Cold rolling is widely used for strengthening the metal, in which work is compressed between two rollers due to this grain size decreases so strength and hardness increases And Ductility decrease.
During cold working, the microstructure is permanently deformed with the grains being elongated in the direction of the applied forming stress.
EFFECTs ON GRAIN SIZE : –
Since in cold working material is pressed by roller so due to compressive force materials get compressed and the grains of the material comes close to each other and small gains which are known as Fine-grain. After the cold working process material becomes brittle in the structure and hardness of material increases.
Cold working is a metal forming process it is generally done for materials which have high recrystallisation or melting point temperature. It’s also called work hardening process or work strengthening process because it increases strength and hardness.

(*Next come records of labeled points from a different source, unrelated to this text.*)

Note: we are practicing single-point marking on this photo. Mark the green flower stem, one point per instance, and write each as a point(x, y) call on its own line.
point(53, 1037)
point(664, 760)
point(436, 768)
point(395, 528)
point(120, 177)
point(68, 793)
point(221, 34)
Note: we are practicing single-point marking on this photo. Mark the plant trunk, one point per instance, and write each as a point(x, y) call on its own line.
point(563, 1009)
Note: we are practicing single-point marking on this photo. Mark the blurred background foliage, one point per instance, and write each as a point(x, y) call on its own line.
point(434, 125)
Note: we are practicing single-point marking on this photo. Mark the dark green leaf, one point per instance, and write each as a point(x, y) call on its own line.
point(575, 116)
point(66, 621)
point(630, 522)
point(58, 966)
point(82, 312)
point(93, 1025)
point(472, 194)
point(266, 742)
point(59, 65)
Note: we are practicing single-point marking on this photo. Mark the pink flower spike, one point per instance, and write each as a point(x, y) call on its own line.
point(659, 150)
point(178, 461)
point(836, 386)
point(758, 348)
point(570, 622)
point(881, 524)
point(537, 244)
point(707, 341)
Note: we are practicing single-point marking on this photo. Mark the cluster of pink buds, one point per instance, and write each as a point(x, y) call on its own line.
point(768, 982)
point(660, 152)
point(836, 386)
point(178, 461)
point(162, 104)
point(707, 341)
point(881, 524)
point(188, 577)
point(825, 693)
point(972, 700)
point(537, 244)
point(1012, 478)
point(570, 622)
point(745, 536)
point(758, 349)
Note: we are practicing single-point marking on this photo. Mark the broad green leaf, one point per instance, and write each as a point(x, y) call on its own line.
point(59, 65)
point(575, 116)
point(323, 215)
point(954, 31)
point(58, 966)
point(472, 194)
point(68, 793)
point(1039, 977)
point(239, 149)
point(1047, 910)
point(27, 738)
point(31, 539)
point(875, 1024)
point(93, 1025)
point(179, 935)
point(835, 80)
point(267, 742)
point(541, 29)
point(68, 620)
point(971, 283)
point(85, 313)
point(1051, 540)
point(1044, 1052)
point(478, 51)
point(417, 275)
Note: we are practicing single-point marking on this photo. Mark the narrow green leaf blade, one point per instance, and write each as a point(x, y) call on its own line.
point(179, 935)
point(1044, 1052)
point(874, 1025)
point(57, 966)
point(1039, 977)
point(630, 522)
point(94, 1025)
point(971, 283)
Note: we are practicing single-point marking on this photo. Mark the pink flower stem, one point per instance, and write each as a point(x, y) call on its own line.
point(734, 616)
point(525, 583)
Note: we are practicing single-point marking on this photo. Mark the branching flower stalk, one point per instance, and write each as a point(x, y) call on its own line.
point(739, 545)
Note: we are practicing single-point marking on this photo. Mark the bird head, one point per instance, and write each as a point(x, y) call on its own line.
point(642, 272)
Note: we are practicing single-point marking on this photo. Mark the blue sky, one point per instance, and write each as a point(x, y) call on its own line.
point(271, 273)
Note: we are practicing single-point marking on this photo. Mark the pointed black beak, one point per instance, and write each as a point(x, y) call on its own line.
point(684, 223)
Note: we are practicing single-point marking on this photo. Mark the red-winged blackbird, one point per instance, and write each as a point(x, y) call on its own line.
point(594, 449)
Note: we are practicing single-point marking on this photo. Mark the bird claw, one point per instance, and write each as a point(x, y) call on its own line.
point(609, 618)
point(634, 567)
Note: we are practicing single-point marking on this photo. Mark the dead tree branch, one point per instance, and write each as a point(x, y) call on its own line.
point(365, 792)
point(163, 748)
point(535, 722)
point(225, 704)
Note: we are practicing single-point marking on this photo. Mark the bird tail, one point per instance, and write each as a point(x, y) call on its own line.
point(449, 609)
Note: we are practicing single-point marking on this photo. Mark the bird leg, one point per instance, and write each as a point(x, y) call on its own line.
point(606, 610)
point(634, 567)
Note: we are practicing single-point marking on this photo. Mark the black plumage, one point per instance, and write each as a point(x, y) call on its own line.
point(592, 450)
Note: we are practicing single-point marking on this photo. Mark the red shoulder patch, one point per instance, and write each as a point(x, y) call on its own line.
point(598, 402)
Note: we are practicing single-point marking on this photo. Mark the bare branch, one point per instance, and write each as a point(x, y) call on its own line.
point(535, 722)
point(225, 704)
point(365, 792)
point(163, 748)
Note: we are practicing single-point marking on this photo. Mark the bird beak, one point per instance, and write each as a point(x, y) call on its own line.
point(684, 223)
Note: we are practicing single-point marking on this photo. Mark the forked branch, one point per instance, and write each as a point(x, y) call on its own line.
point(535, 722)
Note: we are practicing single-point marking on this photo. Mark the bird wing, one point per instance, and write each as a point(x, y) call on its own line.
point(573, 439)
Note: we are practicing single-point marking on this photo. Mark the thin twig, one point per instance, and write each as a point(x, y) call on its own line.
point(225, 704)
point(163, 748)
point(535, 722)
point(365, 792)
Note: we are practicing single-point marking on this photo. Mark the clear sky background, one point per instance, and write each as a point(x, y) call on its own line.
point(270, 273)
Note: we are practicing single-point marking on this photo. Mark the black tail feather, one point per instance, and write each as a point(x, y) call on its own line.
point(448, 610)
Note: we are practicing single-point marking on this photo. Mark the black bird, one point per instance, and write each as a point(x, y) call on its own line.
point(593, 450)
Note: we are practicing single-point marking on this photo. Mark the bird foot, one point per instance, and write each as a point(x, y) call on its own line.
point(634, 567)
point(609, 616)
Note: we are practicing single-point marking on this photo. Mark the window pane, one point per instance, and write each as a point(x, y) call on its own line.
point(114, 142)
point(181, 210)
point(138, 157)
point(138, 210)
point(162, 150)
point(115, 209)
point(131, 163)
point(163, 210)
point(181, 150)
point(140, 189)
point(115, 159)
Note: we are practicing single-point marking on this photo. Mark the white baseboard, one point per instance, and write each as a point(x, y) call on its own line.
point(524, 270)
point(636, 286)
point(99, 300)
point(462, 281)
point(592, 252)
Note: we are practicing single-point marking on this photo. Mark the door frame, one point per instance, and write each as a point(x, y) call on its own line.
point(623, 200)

In this process strain hardening is take place so the materials obtained from cold working can not go for further deformation or in other words after the strain hardening, the maximum amount of deformation that can be given is limited.
Cold worked items suffer from a phenomenon known as spring back, or elastic spring back. After the deforming force is removed from the workpiece, the workpiece springs back slightly. The amount of material springs back is equal to the yield strain.
The most common application of this process is steel, aluminium, nickel, titanium and copper etc.